O próprio alargamento da União Europeia aos países de Leste, feito de maneira precipitada, tinha principalmente o secreto objectivo político de cercar e de isolar a Rússia, integrando os países que com ela fazem fronteira e subtraindo-os à influência remanescente da antiga União Soviética. A decisão de implantar um escudo nuclear nesses países é vista pelos russos como uma tentativa de lhe retirar, no campo militar, a margem estratégica e a potencial capacidade de iniciativa, o que fragilizaria a sua capacidade negocial, além de ficar mais exposta a um qualquer ataque nuclear dos países ocidentais. Para contrariar os desígnios dos americanos e dos europeus, a Rússia jogou no tabuleiro do Irão e da Ucrânia e foi muito firme e muito dura na resposta à provocação da Geórgia, estimulada pelos países ocidentais, que não desistem em desestabilizar-lhe as actuais fronteiras. Aos russos convém um Irão a desafiar os EUA, tal como a Geórgia está a desafiar a Rússia. O apoio dado ao Irão, através da cedência de tecnologia e equipamento nuclear, possibilita à Rússia obter receitas financeiras e importantes dividendos políticos.

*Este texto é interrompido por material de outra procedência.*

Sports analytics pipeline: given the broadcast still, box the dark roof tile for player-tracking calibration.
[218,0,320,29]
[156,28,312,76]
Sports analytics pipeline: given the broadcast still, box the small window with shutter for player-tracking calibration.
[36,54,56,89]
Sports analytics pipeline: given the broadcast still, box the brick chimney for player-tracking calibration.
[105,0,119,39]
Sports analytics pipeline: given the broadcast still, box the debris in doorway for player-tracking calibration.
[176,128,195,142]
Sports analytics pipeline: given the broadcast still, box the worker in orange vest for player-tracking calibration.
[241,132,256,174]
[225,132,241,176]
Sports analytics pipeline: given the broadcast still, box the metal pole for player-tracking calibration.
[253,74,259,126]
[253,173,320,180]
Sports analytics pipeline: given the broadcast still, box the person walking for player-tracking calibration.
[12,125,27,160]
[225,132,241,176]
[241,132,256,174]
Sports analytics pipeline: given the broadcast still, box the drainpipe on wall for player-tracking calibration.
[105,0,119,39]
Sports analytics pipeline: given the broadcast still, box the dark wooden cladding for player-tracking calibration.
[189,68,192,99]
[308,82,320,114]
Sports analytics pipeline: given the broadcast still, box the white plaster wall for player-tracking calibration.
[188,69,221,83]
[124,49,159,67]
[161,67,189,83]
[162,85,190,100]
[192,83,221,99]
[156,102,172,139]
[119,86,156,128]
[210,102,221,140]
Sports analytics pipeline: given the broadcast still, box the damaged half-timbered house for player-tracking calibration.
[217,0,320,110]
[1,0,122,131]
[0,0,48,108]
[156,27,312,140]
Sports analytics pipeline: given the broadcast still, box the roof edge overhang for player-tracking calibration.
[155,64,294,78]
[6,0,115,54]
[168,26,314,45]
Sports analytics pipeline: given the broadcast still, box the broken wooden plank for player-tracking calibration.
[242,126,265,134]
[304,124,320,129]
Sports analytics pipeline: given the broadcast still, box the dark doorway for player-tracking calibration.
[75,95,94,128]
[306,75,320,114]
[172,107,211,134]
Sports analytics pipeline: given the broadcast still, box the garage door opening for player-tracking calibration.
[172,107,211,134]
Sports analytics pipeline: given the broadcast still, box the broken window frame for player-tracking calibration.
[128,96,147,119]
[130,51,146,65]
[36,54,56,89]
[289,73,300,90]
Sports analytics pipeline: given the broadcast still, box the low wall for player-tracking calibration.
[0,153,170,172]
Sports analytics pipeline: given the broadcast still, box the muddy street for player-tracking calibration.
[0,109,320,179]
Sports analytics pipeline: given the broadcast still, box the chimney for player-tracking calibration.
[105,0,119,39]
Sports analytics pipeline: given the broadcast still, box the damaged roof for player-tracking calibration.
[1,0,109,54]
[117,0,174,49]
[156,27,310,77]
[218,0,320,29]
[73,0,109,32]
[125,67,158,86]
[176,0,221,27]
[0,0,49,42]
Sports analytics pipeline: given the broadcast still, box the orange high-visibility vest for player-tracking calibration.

Por sua vez, os países ocidentais apoiam em força a Ucrânia, onde a população da parte ocidental defende uma integração na União Europeia, em oposição à população da parte oriental, que pretende uma ligação preferencial à Rússia. Neste quadro, será sempre muito difícil ao actual governo de Kiev avançar decididamente, tal como desejaria, para a plena integração europeia, cenário este que agravaria, caso fosse concretizada, os equilíbrios internos do país e provocaria uma eventual retaliação da Rússia, a desencadear uma embaraçosa instabilidade no abastecimento de gás à Europa. A Rússia, no passado inverno, deixou a Ucrânia a tremer de frio, cortando-lhe o gás, em virtude das dívidas existentes, já vencidas, de fornecimentos anteriores, o que provocou também o corte dos abastecimentos à Europa. A Rússia fornece um quarto do gás natural consumido na Europa e 80 por cento desse abastecimento circula pela Ucrânia.
Para evitar a repetição deste cenário, no próximo inverno, a Europa e o Banco Europeu para a Reconstrução e Desenvolvimento, segundo noticiou a imprensa na semana passada, vão emprestar à Ucrânia, a juro baixo, 570 milhões de euros, enquanto o FMI vai avançar já com uma tranche de 2,4 biliões de euros, o que constitui um dos maiores financiamentos dos países ocidentais a países amigos, em dificuldades. Custe o que custar, europeus e americanos querem uma Ucrânia a morder as canelas dos russos.
Também a Geórgia, que, em Agosto do ano passado, se precipitou, nas suas duas províncias, que reivindicavam a sua independência, numa desastrada incursão militar, desbaratada imediatamente pelo exército russo, voltou agora, segundo a imprensa da semana passada, a fazer provocações, lançando morteiros sobre a Ossétia do Sul, entretanto já independente, mas com uma ligação muito forte à Rússia, que já reagiu com muita firmeza a este incidente.
Quem leu distraidamente estas duas notícias, talvez não as relacionasse entre si, já que aparecem desenquadradas do contexto complexo que se vive naquelas regiões, nem tão pouco se apercebeu do jogo de influências das grandes potências, a determinar ocultamente os acontecimentos. A Europa aparece referida na notícia referente à Ucrânia, como uma pomba, que apenas pretende ajudar um país em dificuldades e garantir o seu próprio abastecimento de gás, proveniente da Rússia. Os EUA nem sequer são referidos, sendo este país, no entanto, o principal actor nesta guerra surda e suja. A opinião pública até irá pensar que se trata de um mero conflito local, uma birra entre vizinhos desavindos, o que prova a eficácia da mistificação do discurso político e o seu desfasamento com a realidade.